De toute évidence, le résultat bouleversant deLe Nordistec'esthochetle jeu serait extrême même selon les normes vikings et a plus à voir avec l'avancement de la mission de vengeance d'Amleth (et donc de l'intrigue) qu'avec l'exactitude historique. Pourtant, Short et Óskarson affirment que la violence était une constante dans la culture viking, comme c'est le cas dans le film. "Il y a une raison pour laquelle nous avons appelé notre livreLes hommes de la terreurplutôt que quelque chose de plus banal », dit Óskarson.

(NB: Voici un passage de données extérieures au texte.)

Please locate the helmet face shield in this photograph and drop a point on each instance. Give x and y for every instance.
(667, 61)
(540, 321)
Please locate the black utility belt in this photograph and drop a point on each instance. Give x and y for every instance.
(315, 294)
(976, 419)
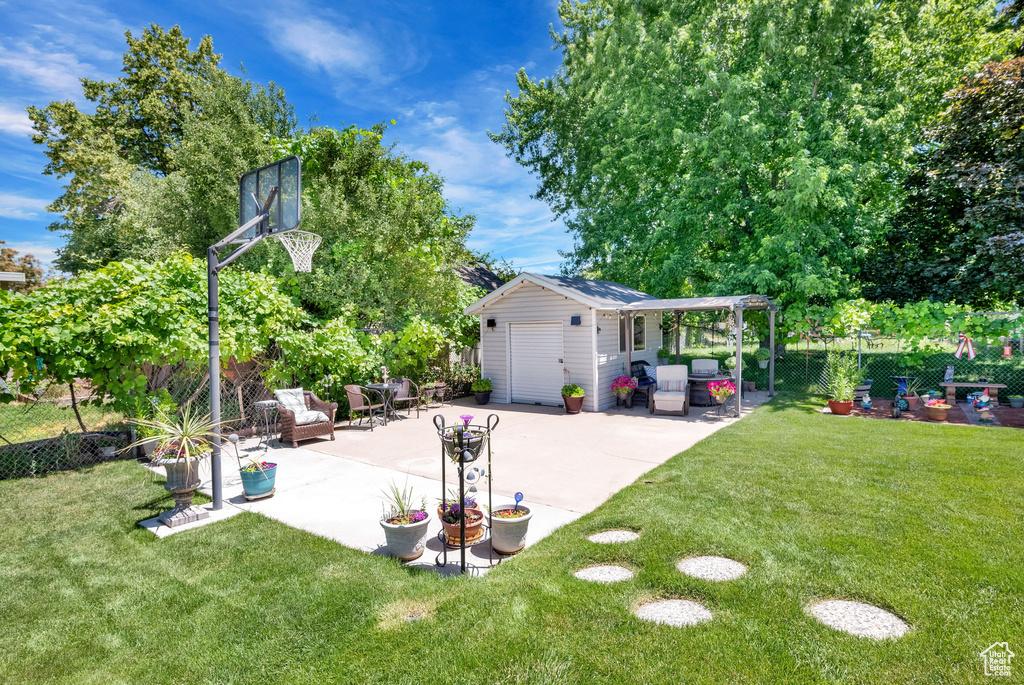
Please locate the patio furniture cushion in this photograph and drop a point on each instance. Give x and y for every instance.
(672, 388)
(294, 400)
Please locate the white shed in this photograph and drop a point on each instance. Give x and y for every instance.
(539, 333)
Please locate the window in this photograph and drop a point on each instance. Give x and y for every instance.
(639, 333)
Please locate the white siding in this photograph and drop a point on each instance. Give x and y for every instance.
(611, 362)
(534, 303)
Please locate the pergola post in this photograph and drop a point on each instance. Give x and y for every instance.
(771, 345)
(739, 360)
(677, 338)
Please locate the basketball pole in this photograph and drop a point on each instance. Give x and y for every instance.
(213, 292)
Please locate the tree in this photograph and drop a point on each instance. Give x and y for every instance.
(956, 237)
(27, 264)
(725, 147)
(116, 158)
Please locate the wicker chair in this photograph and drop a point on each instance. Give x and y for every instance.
(359, 401)
(408, 394)
(292, 432)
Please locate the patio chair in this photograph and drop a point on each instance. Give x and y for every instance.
(408, 394)
(359, 402)
(672, 390)
(301, 415)
(638, 370)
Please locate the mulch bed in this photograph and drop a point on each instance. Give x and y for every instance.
(1007, 416)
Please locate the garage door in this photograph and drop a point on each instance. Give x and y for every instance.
(537, 362)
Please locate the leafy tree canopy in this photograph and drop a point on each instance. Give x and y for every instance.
(958, 234)
(724, 147)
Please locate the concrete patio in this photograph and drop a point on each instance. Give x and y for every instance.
(564, 465)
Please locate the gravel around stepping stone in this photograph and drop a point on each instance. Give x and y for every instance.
(676, 612)
(604, 573)
(859, 618)
(610, 537)
(712, 568)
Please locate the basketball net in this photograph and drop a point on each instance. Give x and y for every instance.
(300, 245)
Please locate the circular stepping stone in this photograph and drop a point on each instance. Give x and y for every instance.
(676, 612)
(712, 568)
(612, 537)
(858, 618)
(604, 573)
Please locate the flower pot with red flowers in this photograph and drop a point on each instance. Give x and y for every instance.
(404, 523)
(572, 396)
(937, 410)
(451, 513)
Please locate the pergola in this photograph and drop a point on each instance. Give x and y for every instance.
(736, 304)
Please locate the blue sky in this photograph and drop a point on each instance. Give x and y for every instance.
(439, 69)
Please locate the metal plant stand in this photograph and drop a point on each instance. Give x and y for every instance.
(464, 443)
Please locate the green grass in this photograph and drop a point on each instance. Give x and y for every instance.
(922, 519)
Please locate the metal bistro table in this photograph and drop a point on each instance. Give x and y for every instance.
(387, 390)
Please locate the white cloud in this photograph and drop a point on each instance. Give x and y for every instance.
(19, 207)
(326, 46)
(14, 121)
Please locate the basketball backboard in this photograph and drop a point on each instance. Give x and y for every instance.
(286, 212)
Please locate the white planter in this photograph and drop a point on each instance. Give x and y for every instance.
(406, 542)
(508, 536)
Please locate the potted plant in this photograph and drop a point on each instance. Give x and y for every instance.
(258, 477)
(451, 513)
(508, 527)
(936, 410)
(623, 388)
(182, 444)
(481, 388)
(404, 524)
(572, 397)
(841, 381)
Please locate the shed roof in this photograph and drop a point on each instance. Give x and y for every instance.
(731, 302)
(596, 294)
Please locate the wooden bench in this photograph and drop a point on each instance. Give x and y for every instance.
(993, 390)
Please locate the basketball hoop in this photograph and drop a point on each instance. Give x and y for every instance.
(300, 245)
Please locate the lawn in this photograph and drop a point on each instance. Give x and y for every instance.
(924, 520)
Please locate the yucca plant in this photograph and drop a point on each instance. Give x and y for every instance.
(184, 436)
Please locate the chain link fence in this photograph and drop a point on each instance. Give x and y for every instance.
(800, 362)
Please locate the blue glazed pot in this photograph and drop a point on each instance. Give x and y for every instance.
(258, 482)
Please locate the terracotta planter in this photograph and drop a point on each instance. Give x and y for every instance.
(840, 409)
(474, 526)
(508, 536)
(182, 478)
(407, 542)
(572, 404)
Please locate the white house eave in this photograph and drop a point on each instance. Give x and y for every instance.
(538, 280)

Tous deux soulignent l’importance de comprendre les valeurs vikings afin de comprendre leur culture.célébrité,qui se traduit littéralement par « mot gloire », était extrêmement important dans la culture viking. En fait, c’était plus important que la vie elle-même. Selon la logique viking, vivre une vie longue et prospère ne servait à rien si l’on ne se bâtissait pas une réputation au passage. Ce que vous vouliez, c'était impressionner les gens par votre courage et vos compétences – généralement au combat, mais peut-être encrotale,aussi – pour qu’ils continuent à parler de vous longtemps après votre départ. « La vie n’est pas sans fin. Mais si tu en trouves un bon,célébritéest sans fin", explique Óskarson.

Alors qu’ils détaillent la gloire des millénaires passés, il est logique que les deux hommes soient attirés par l’histoire des Vikings. Ils semblent apprécier les actions audacieuses, même lorsque les résultats ne sont pas ceux qu’ils espéraient. Plus que cela, ils partagent un sens de l’humour sec qui brouille la frontière entre menaces sérieuses et taquineries bon enfant – une qualité très viking. Quand Óskarson proclame sobrement que les Islandais « finiront par pardonner » à Robert Eggers son départluttedeLe Nordiste, il a l'air sérieux. Mais il y a une étincelle dans ses yeux qui vous fait vous demander à quel point sa rancune est réellement intense.

La bonne humeur avec laquellehochetLes passionnés qui abordent ce sport violent sont mieux illustrés lorsqu'Óskarson intervient pour ajouter que quelqu'una faitavoir un œil au beurre noir lors d'une deshochetjeux. "William avait clairement oublié ça", dit-il en riant. "Oh, ouais, j'ai oublié ça", répond Short, chassant l'inquiétude. "Ce n'est pas une blessure grave."